La sua voce è calma, diversa da prima, lo sguardo serio con un velo di tristezza. Le parole, le scorrono fluide, senza pause. Seduto di fronte, con la postura di chi vuole sembrare presente, mi ritrovo sempre più attratto dalle sue labbra e dalla sua voce e non mi rimane che ascoltare. La seguo e intanto penso che, se toccasse a me, il mio racconto finirebbe nello spazio di un sorso.

«Lui era seduto su una cassa di medicinali, alle prese con una radio che non voleva funzionare. Ci siamo presentati in fretta e abbiamo iniziato a lavorare.»

«Attraversammo villaggi vuoti e campi profughi dove la polvere ti entrava negli occhi e rendeva tutto ancora più irreale. Io cercavo di fissare almeno un frammento di quello che avevo davanti, lui parlava con la gente e scriveva per dare un senso a quell’orrore.»
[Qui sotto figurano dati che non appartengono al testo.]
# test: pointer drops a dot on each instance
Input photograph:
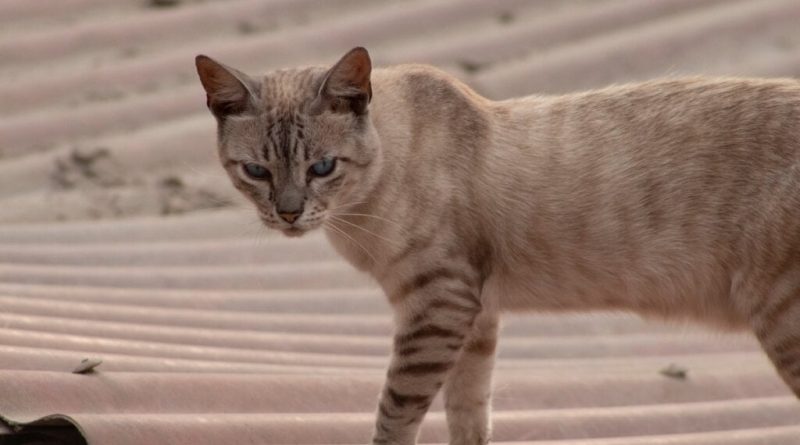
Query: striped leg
(776, 322)
(467, 392)
(434, 317)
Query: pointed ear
(347, 87)
(228, 91)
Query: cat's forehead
(287, 91)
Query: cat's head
(297, 143)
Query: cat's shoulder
(425, 83)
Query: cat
(677, 198)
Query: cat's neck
(436, 137)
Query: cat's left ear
(346, 87)
(228, 91)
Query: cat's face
(299, 143)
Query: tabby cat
(674, 198)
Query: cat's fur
(675, 198)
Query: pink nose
(289, 217)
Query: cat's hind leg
(467, 391)
(776, 322)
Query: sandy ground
(122, 240)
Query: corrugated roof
(122, 241)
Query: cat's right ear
(346, 87)
(228, 91)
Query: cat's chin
(294, 232)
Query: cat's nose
(289, 217)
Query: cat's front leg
(434, 318)
(467, 391)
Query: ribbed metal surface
(213, 331)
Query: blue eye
(323, 167)
(256, 171)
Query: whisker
(330, 224)
(348, 204)
(371, 216)
(364, 229)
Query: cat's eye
(323, 167)
(256, 171)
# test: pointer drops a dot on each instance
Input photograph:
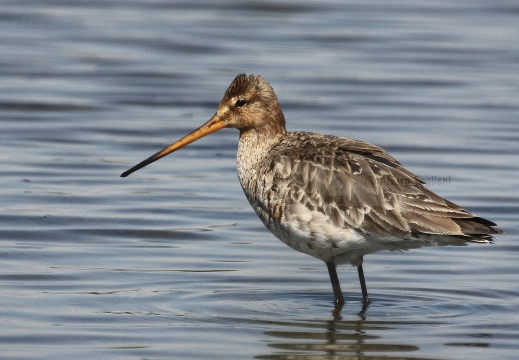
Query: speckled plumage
(333, 198)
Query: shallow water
(172, 262)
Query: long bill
(214, 124)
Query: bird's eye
(240, 103)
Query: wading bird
(333, 198)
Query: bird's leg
(365, 299)
(339, 299)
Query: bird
(333, 198)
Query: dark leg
(365, 298)
(339, 299)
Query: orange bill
(209, 127)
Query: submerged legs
(339, 299)
(365, 299)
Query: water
(172, 262)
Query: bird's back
(327, 192)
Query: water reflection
(334, 338)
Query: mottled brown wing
(358, 185)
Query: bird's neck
(253, 148)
Mentre racconta guarda il bicchiere che tiene tra le mani giunte, come se recitasse una preghiera laica. La sua voce resta semplice, quasi disarmante, e quello che descrive è troppo lontano da tutto ciò che conosco. Io finirei per parlare della musica, del fatto che suono da sempre senza aver mai studiato davvero. Sono autodidatta, e per giunta pigro da morire: se una cosa non mi riesce la salto, la evito. Pensandoci su, capisco che è poca cosa.
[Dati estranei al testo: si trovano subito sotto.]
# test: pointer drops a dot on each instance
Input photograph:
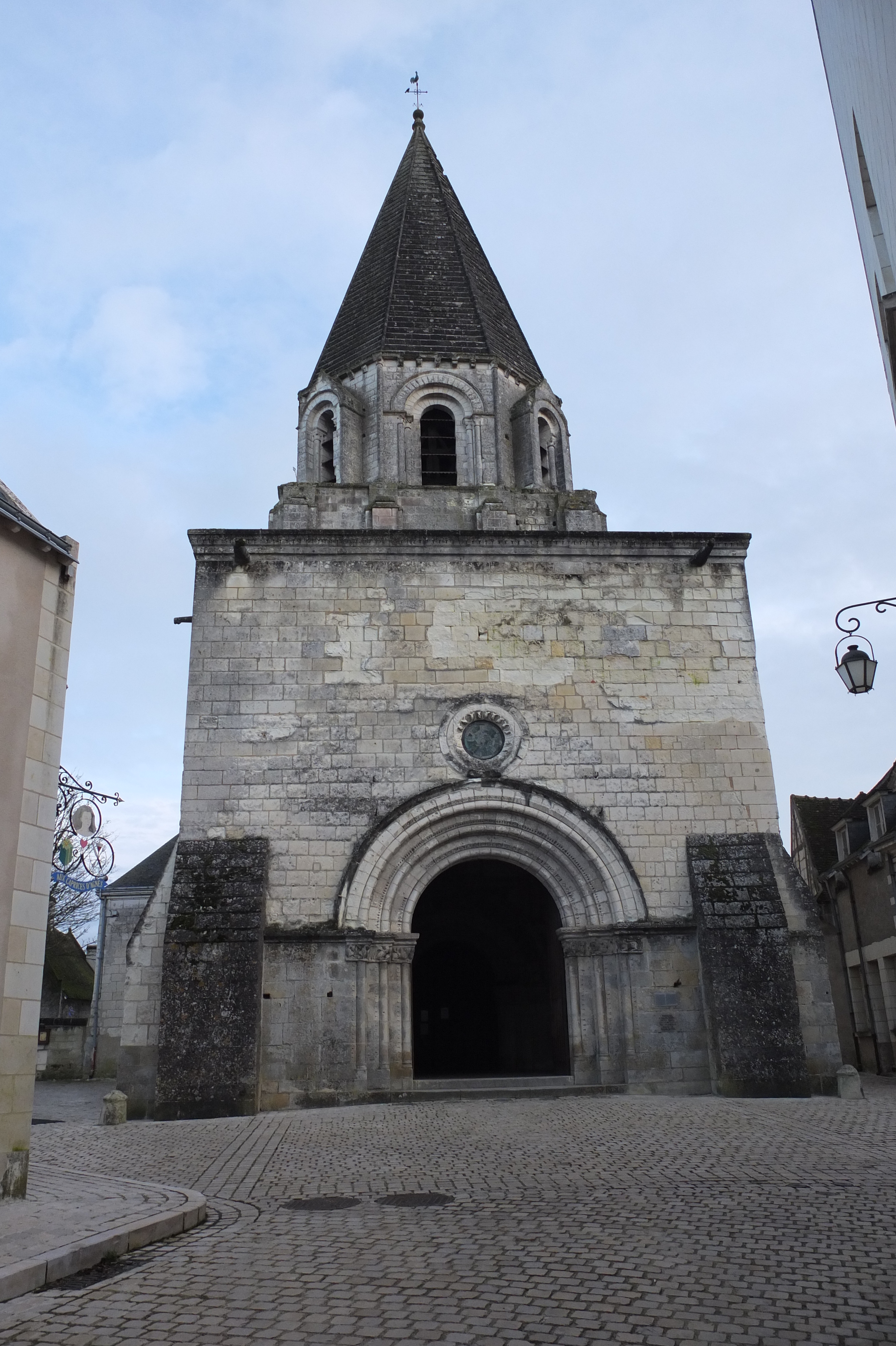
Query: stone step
(504, 1087)
(469, 1083)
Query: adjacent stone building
(477, 793)
(37, 597)
(846, 850)
(859, 48)
(65, 1007)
«Di notte, nelle tende o sul retro dei furgoni, dividevamo il silenzio e la paura, cercando un po’ di calore in mezzo a quel gelo emotivo. Non il massimo del corteggiamento. È successo. Era inevitabile.»

Non commento. Non saprei cosa dire senza sembrare inopportuno. Per assurdo mi sale un briciolo di gelosia: forse avrei voluto esserci io lì con lei, seduti sulla sabbia del deserto accanto a un fuoco acceso, io che le suono qualcosa, una scena da film romantico con il suo viso al centro dell’inquadratura. Se è bella ora, chissà vent’anni fa.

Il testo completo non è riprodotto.